Other policies announced in this Budget directly affect inflation. Taken together, the freezing of fuel duty, changes to alcohol duty and the extension of the EPG lower CPI inflation by 0.7 percentage points in 2023-24. The effects of subsequent increases to fuel and alcohol duties and the EPG measure then add 0.4 percentage points to CPI inflation in 2024-25.

This box was originally published in Economic and fiscal outlook – March 2023

a See our December 2019 Forecast evaluation report, and November 2020 Economic and fiscal outlook.
b See our Briefing Paper No. 8: Forecasting potential outputthe supply side of the economy, November 2022.
c Based on our assessment of the literature, e.g., M. Brewer, et al., Does free childcare help parents work more, IFS, March 2020.

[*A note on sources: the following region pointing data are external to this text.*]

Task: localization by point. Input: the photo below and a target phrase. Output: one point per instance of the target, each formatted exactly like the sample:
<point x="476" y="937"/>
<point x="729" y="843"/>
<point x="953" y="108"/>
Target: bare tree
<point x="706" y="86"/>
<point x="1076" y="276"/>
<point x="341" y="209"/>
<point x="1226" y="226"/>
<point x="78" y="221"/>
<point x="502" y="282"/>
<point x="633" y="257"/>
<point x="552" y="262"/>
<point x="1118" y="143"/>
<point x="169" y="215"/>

d This assessment is, in part, based on analysis of the impact of similar changes that have already occurred in Northern Ireland.
e Based on evidence from our NHS pensions forecast and from the medical profession more generally, see NHS England, Submission to the Review Body on Doctors’ and Dentists’ Remuneration, Evidence for the 2023/24 pay round, 2022, which cites pensions tax policy as the most likely reason clinicians will reduce hours or retire early.
f Our estimates are based on DWP’s unpublished analysis of the Work Choice programme.
g We can only do this comparison for measures whose impacts we have explicitly quantified. For instance, the November 2020 Economic and fiscal outlook did not explicitly quantify any impact on potential output from the coronavirus job retention and business guarantee schemes but noted that their effects on potential output could be “substantial”.